Bayer has shared positive long-term results supporting the use of its investigational non-hormonal menopause drug elinzanetant as a treatment for moderate-to-severe vasomotor symptoms (VMS).
VMS, such as hot flashes, are reported by up to 80% of women at some point during the menopausal transition and over one-third of menopausal women report severe symptoms.
The late-stage OASIS 3 study has been assessing the efficacy and long-term safety profile of Bayer’s dual neurokinin-1,3 receptor antagonist, taken orally once daily, versus placebo over 52 weeks.
The trial met its primary endpoint, demonstrating a statistically significant reduction in the frequency of moderate-to-severe VMS from baseline to week 12 compared to placebo.
Additionally, the long-term safety profile observed over 52 weeks was overall consistent with previously conducted studies and published data on elinzanetant.
The readout from OASIS 3 comes shortly after Bayer shared positive topline results from the phase 3 OASIS 1 and 2 studies of elinzanetant.
The company outlined in its January announcement that all primary endpoints of the studies were met, with elinzanetant associated with statistically significant reductions in the frequency and severity of VMS from baseline to weeks four and 12 compared to placebo.
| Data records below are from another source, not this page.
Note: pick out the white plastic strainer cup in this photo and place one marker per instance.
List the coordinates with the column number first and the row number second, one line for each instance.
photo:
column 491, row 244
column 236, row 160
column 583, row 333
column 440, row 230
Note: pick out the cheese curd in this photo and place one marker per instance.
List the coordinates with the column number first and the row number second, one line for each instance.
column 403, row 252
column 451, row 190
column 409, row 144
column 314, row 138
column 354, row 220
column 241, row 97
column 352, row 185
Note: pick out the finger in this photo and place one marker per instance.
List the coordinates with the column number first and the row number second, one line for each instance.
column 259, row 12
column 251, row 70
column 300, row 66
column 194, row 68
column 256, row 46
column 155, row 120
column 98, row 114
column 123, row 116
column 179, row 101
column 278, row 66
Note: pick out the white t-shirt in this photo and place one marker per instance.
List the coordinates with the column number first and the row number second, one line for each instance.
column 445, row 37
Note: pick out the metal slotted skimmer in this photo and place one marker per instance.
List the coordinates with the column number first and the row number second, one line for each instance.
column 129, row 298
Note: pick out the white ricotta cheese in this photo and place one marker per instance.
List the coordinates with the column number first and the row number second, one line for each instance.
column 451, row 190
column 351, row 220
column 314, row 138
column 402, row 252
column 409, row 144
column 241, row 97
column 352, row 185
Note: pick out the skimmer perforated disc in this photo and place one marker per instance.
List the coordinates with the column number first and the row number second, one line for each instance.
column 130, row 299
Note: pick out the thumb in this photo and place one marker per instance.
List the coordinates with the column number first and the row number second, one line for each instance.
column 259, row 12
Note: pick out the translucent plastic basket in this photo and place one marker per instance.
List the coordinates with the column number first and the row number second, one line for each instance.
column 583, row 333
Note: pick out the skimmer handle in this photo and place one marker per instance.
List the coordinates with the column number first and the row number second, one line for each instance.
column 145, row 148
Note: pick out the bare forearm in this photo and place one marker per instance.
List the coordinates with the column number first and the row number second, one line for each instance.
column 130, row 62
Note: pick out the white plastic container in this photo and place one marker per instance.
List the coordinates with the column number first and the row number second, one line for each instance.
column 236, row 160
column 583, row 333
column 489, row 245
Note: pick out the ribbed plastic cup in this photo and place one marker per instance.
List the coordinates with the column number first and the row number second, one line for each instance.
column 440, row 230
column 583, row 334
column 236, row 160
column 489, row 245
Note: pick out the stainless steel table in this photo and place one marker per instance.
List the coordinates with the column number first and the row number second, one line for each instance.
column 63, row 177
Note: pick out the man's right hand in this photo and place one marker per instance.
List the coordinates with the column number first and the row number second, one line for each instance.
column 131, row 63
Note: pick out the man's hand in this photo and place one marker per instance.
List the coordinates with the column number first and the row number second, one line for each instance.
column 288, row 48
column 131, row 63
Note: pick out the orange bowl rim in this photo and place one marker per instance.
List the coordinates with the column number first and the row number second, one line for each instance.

Both studies also achieved all three key secondary endpoints, showing a statistically significant reduction in frequency of VMS from baseline to week one, as well as statistically significant improvements in sleep disturbances and menopause-related quality of life compared to placebo.
Dr Christian Rommel, member of the executive committee of Bayer’s pharmaceutical division and global head of research and development, said: “OASIS 3 was designed to address the important question of the long-term efficacy and safety profile of elinzanetant.
“With the positive topline results of OASIS 3 adding to the existing evidence from OASIS 1 and 2, elinzanetant has consistently shown positive data across all phase 3 clinical trials in the treatment of moderate-to-severe VMS associated with menopause in women.”
The results of OASIS 1, 2 and 3 will be presented at upcoming scientific congresses, Bayer said, adding that it will be submitting data from all three studies to health authorities for approval of elinzanetant.